Em seguida, o capítulo vai falando de nomes considerados “fundadores” dessa


vertente, como Antônio Rodrigues Veloso de oliveira, Manoel Ferreira da Câmara, João
Severino Maciel da Costa e Baltasar da Silva Lisboa, este último tendo como a
produção literária o seu principal foco de interesse, onde os temas ambientais tiveram
grande importância. Continuando, Pádua fala da preocupação de Januário da Cunha
Barboza e Raymundo da Cunha Mattos, assim como José Bonifácio, acerca das
derrubadas inconseqüentes de árvores. O capitulo finaliza tratando da Floresta da Tijuca
e sua restauração.

Na quinta parte do livro, “Um fluido pesado, fatal ao homem e à natureza”, o


autor enfatiza a posição de grupos que definiam a abolição como condição necessária
para o estabelecimento de uma relação produtiva saudável e não destrutiva com o
espaço natural brasileiro. Essa vertente incluiu um número bem menor de autores, sendo
expressa em 1830 por Frederico Burlamaque, prosseguindo de forma moderada em
alguns analistas até 1860, e teve seu ápice na década de 1880, com a obra abolicionista
de André Rebouças e Joaquim Nabuco.

Aqui, Pádua ressalta a verdadeira influência e continuidade da obra de José


Bonifácio, no sentido de que os estudiosos desta vertente também acreditavam que a
devastação ambiental não poderia ser contida de maneira isolada, mas sim no âmbito de
uma reforma geral da economia e da sociedade.

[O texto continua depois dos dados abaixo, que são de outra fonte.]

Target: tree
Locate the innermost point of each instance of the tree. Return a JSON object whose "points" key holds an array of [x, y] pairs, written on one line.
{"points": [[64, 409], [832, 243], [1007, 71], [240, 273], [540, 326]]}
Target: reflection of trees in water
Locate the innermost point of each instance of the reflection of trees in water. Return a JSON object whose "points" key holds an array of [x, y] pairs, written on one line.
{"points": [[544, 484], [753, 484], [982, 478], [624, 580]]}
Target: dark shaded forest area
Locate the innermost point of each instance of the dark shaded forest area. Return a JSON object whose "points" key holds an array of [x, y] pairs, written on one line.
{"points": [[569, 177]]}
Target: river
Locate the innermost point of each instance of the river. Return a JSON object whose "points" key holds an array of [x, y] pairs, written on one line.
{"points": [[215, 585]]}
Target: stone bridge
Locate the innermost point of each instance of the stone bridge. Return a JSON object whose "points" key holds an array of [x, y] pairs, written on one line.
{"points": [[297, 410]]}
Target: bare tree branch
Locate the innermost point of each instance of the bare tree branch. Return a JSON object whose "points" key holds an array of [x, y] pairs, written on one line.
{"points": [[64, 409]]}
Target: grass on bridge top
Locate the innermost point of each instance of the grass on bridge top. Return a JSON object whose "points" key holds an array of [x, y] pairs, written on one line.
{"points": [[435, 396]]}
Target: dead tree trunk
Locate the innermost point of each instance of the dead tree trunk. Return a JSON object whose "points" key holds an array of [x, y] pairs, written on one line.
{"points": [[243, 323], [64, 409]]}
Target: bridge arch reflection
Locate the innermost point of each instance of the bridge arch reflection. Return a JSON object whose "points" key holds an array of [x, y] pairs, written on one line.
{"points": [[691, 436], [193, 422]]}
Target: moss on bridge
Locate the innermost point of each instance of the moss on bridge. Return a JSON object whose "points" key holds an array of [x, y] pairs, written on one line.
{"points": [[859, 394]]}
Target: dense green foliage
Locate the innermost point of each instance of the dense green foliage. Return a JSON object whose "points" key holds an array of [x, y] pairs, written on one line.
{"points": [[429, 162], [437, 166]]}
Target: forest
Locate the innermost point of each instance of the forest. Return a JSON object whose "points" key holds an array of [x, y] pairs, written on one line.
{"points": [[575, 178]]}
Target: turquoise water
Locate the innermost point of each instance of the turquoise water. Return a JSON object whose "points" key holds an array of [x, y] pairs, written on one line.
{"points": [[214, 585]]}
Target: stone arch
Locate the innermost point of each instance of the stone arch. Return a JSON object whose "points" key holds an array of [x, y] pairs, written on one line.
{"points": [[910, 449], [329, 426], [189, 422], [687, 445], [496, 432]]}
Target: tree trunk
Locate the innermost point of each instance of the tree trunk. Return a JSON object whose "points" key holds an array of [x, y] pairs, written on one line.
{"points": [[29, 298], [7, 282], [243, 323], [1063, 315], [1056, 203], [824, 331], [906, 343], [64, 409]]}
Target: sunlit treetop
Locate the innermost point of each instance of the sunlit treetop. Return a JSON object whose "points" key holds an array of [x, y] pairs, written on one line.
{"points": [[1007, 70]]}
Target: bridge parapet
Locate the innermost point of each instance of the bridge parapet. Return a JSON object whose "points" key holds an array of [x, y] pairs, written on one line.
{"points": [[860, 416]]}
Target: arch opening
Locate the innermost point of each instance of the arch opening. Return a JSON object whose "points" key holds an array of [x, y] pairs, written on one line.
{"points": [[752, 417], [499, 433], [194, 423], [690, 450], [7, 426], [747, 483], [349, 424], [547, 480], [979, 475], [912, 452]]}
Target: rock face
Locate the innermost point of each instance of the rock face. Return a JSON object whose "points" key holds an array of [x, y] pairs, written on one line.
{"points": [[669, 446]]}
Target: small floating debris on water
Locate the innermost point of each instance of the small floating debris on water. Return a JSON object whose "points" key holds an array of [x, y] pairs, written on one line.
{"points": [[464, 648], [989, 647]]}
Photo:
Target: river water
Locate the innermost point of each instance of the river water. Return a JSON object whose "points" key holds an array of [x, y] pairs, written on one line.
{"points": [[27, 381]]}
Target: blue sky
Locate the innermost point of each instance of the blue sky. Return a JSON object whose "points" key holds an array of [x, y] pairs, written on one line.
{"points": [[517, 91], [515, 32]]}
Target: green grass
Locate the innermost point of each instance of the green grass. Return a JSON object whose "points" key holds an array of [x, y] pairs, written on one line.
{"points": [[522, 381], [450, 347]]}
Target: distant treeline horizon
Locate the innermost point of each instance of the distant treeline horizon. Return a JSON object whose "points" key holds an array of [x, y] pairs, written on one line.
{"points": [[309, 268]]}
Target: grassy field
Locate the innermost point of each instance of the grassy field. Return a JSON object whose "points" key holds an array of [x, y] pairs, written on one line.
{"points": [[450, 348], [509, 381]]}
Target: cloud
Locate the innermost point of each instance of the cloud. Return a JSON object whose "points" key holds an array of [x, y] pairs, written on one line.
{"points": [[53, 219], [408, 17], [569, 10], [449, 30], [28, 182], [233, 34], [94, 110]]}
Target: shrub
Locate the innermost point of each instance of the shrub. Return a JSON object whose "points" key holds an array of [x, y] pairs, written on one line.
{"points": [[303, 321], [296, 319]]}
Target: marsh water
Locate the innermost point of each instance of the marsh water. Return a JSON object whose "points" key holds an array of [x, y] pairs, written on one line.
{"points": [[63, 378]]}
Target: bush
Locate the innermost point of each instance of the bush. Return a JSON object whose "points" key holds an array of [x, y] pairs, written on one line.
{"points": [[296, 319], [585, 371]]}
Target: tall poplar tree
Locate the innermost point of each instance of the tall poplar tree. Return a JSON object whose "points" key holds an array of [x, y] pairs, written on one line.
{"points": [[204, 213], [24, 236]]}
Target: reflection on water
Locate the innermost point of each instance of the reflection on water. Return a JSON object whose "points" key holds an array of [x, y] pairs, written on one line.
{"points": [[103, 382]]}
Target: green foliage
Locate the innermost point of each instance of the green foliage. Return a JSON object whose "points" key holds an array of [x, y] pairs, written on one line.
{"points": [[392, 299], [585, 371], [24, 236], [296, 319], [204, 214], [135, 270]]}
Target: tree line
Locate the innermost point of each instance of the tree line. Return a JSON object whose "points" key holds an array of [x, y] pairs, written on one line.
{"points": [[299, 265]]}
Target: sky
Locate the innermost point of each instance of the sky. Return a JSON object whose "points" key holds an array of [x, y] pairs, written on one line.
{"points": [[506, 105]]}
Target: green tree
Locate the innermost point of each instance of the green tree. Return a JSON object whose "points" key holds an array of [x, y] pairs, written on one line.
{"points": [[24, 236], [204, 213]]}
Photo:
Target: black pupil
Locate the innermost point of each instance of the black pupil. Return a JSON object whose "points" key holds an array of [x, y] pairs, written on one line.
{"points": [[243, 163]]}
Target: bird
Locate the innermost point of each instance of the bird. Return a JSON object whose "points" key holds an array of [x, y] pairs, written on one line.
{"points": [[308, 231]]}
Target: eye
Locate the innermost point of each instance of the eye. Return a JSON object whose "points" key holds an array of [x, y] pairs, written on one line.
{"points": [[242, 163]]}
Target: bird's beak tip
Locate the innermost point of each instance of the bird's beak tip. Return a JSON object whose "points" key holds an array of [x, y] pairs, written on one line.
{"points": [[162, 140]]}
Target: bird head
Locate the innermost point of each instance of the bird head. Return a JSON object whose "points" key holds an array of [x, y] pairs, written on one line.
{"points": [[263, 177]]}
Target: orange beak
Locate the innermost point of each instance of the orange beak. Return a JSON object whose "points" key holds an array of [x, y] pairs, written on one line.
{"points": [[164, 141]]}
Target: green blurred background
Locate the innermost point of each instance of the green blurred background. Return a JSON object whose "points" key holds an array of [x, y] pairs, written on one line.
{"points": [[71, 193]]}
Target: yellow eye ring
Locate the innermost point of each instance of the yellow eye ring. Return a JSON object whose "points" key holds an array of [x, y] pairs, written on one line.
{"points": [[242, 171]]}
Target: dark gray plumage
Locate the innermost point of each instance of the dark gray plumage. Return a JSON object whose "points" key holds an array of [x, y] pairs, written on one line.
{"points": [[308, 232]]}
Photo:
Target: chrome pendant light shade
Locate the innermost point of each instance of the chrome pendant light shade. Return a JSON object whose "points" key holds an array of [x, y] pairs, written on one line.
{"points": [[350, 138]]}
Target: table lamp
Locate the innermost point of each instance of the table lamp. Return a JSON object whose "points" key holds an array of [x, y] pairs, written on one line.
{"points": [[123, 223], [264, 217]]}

Embora um pouco longa, a introdução do livro é necessária. Pádua faz uma


explanação do que o estudo vai abordar e nos situa em meio aos conceitos que ele vai
utilizar, explicando detalhadamente como se construiu esse grupo de autores que
escreveram acerca da crítica ambiental brasileira. E por conter tantas informações na
introdução, a leitura dos outros capítulos torna-se um pouco repetitiva, visto que o autor
já tinha apresentado essas questões antes. Mesmo com essa pontuação, o livro é
esplêndido, visto que é muito informativo e explicativo, despertando a curiosidade do
leitor acerca de algumas concepções metodológicas que ele utiliza.

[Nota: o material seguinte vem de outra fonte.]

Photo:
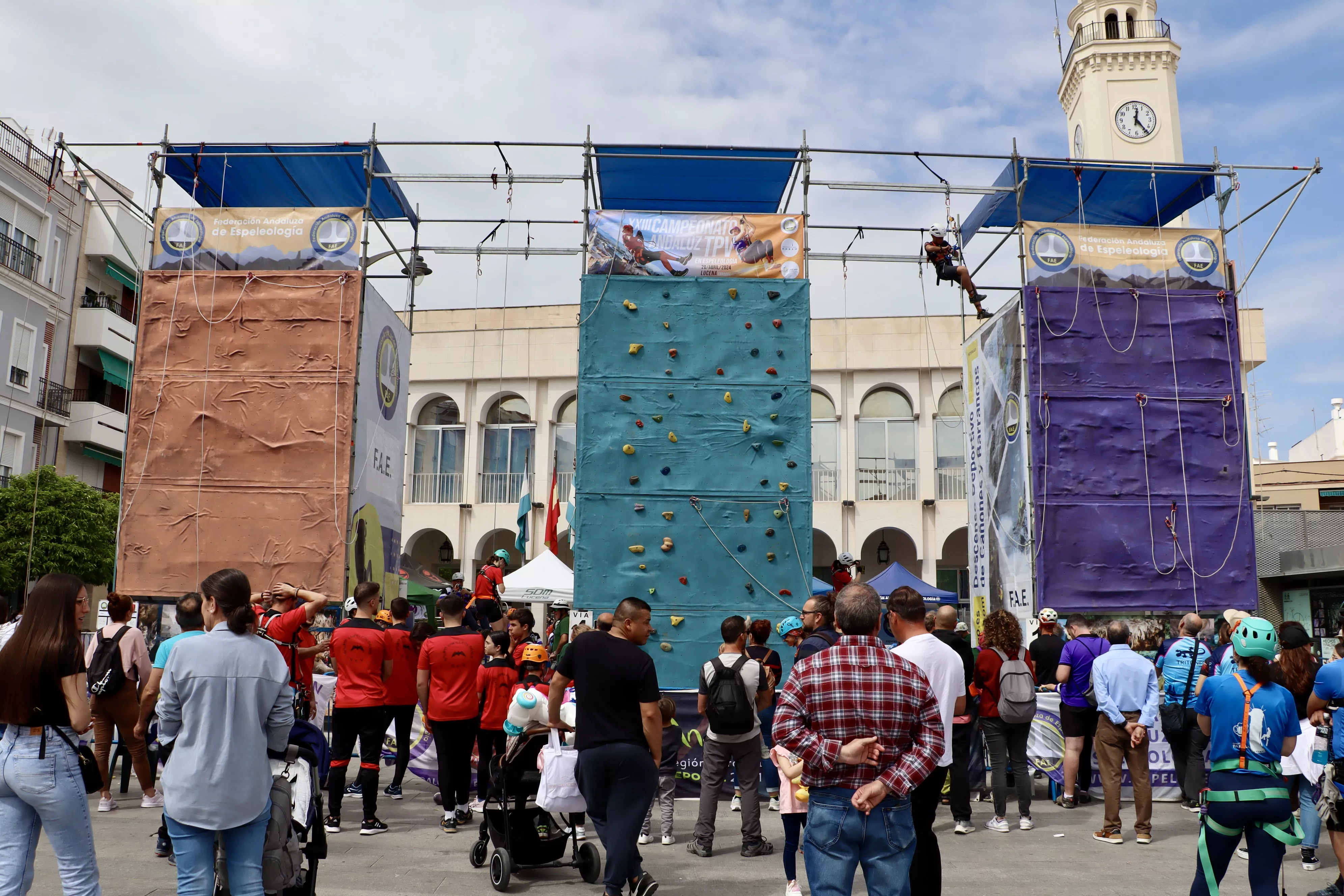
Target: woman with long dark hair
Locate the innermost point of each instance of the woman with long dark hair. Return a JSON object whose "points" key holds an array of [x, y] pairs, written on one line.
{"points": [[224, 700], [45, 706]]}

O livro de Pádua é ideal tanto para quem quer estudar sobre a relação do homem
com a natureza, como para quem deseja estudar a mentalidade dos homens daquele
período, visto que Pádua parte dos embasamentos teóricos dos próprios, expondo
influências e contextualizando a sociedade da época. E também inspira novos estudos,
visto que além de o autor deixar linhas a serem trabalhadas, o campo de estudo de
história ambiental ainda é recente nas academias.

Andressa Aryelle Fontenele Araújo é graduanda no curso de Licenciatura em História


na UFPI (Universidade Federal do Piauí).